Wednesday, March 13, 2013

Nerd Camp by Elissa Weissman

Nerd CampThis book was recommended by our school librarian, and I gave it a rating of five out of five. Gabe is accepted to attend a six-week summer camp for gifted enrichment, a nerd camp, but he wants to keep it secret from his soon-to-be stepbrother, Zach. He's afraid Zach won't like him if he finds out. Gabe keeps a record of things he does at camp to figure out if he's a nerd who only has nerdy adventures. However, Gabe has a great time at the camp and writes letters to his friends and Zach about the things he is doing. A girl named Amanda tells him that they're destined to be together, because they often end up doing the same activities, no matter how hard Gabe tries to avoid her. The one thing all of the campers are looking forward to is Color Wars. The week-long competition is full of challenges to decide the winning cabin for the year. Gabe must kayak to Dead Man's Island, in the middle of the night, to help his team win, but he finds a surprise along the way.

Gabe is a great character as he battles with his internal conflicts. He tries to impress Zach by showing him that he's not a nerd, but he wonders if it's worth it since Zach writes worse than a little kid and hates reading. I like how his character changed as he got to know Amanda better. She even shows him that he's looking at his life backwards; he does adventurous things that happen to be a little nerdy.

Guys Read #1: Funny Business Edited by Jon Scieszka

Guys Read: Funny Business (Guys Read, #1)This book is a collection of humorous stories, written by well-known authors, and I gave it a rating of four out of five. Authors such as Jack Gantos, Eoin Coffer, David Lubar, and Christopher Paul Curtis contributed stories to this book. The stories start off sounding almost like memoirs, realistic narratives about the author's lives. Most of them stay realistic fiction, but there are some moments of fantasy/science fiction. The topics range from a wacky friend with the idea of wrapping the author in adhesive bandages like a mummy, to brothers pranking each other, to aliens being defeated with the power of broccoli, to a crotchety grandfather with a long stick for whacking the kids.

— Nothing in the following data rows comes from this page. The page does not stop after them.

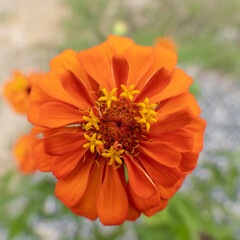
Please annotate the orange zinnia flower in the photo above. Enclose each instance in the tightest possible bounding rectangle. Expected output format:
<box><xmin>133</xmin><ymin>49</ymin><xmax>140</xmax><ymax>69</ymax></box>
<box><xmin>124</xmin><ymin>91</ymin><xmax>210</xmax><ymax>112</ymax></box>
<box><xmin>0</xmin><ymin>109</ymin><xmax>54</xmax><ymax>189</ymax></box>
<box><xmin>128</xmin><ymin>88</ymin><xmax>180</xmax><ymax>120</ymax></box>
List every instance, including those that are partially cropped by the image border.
<box><xmin>3</xmin><ymin>72</ymin><xmax>41</xmax><ymax>113</ymax></box>
<box><xmin>154</xmin><ymin>37</ymin><xmax>178</xmax><ymax>52</ymax></box>
<box><xmin>13</xmin><ymin>135</ymin><xmax>39</xmax><ymax>174</ymax></box>
<box><xmin>28</xmin><ymin>36</ymin><xmax>206</xmax><ymax>225</ymax></box>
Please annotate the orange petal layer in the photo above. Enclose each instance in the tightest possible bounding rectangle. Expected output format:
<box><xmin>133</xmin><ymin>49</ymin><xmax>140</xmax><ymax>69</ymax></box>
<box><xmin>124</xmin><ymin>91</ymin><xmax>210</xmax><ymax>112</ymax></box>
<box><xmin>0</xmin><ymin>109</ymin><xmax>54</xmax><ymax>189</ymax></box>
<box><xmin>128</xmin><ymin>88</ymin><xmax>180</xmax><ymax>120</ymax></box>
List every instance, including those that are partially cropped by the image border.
<box><xmin>97</xmin><ymin>164</ymin><xmax>128</xmax><ymax>225</ymax></box>
<box><xmin>124</xmin><ymin>155</ymin><xmax>157</xmax><ymax>199</ymax></box>
<box><xmin>140</xmin><ymin>139</ymin><xmax>182</xmax><ymax>167</ymax></box>
<box><xmin>71</xmin><ymin>159</ymin><xmax>106</xmax><ymax>221</ymax></box>
<box><xmin>55</xmin><ymin>152</ymin><xmax>96</xmax><ymax>208</ymax></box>
<box><xmin>39</xmin><ymin>102</ymin><xmax>86</xmax><ymax>128</ymax></box>
<box><xmin>44</xmin><ymin>132</ymin><xmax>87</xmax><ymax>156</ymax></box>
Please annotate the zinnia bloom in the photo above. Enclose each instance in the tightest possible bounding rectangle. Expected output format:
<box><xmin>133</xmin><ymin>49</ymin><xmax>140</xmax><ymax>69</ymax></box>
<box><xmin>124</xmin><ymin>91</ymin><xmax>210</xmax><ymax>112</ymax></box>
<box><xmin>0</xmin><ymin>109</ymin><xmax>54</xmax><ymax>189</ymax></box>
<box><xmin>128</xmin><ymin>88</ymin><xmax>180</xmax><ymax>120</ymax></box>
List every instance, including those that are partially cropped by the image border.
<box><xmin>28</xmin><ymin>36</ymin><xmax>206</xmax><ymax>225</ymax></box>
<box><xmin>13</xmin><ymin>135</ymin><xmax>39</xmax><ymax>174</ymax></box>
<box><xmin>3</xmin><ymin>71</ymin><xmax>41</xmax><ymax>113</ymax></box>
<box><xmin>154</xmin><ymin>37</ymin><xmax>178</xmax><ymax>52</ymax></box>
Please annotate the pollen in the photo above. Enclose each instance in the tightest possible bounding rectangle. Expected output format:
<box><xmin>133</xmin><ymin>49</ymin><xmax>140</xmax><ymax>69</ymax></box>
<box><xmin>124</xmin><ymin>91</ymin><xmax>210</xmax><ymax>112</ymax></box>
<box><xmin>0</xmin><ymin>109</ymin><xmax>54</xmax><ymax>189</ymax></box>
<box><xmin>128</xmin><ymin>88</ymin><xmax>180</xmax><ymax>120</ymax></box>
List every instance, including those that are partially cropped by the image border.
<box><xmin>83</xmin><ymin>133</ymin><xmax>103</xmax><ymax>153</ymax></box>
<box><xmin>138</xmin><ymin>98</ymin><xmax>157</xmax><ymax>113</ymax></box>
<box><xmin>82</xmin><ymin>85</ymin><xmax>157</xmax><ymax>167</ymax></box>
<box><xmin>83</xmin><ymin>109</ymin><xmax>100</xmax><ymax>131</ymax></box>
<box><xmin>102</xmin><ymin>146</ymin><xmax>124</xmax><ymax>165</ymax></box>
<box><xmin>120</xmin><ymin>84</ymin><xmax>140</xmax><ymax>102</ymax></box>
<box><xmin>134</xmin><ymin>109</ymin><xmax>157</xmax><ymax>132</ymax></box>
<box><xmin>98</xmin><ymin>88</ymin><xmax>117</xmax><ymax>108</ymax></box>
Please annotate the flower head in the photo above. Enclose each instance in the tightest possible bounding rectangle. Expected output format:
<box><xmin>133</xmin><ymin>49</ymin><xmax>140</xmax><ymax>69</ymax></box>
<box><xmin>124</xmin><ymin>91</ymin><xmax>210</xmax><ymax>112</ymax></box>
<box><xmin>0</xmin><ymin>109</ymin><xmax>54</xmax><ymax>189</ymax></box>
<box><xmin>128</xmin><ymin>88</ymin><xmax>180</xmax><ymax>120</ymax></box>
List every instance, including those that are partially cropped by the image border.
<box><xmin>3</xmin><ymin>71</ymin><xmax>41</xmax><ymax>113</ymax></box>
<box><xmin>28</xmin><ymin>36</ymin><xmax>206</xmax><ymax>225</ymax></box>
<box><xmin>13</xmin><ymin>135</ymin><xmax>39</xmax><ymax>174</ymax></box>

I enjoyed the chapter about a boy writing letters back and forth with an author to complete a school assignment. As a teacher, I could identify with both characters, especially the boy who just wanted to get the assignment over with. The chapter about the turkey was a bit strange. The father bought a turkey to help make his son more manly, but the boy was convinced that the turkey wanted to kill him. The boy ending up out-"foxing" the turkey.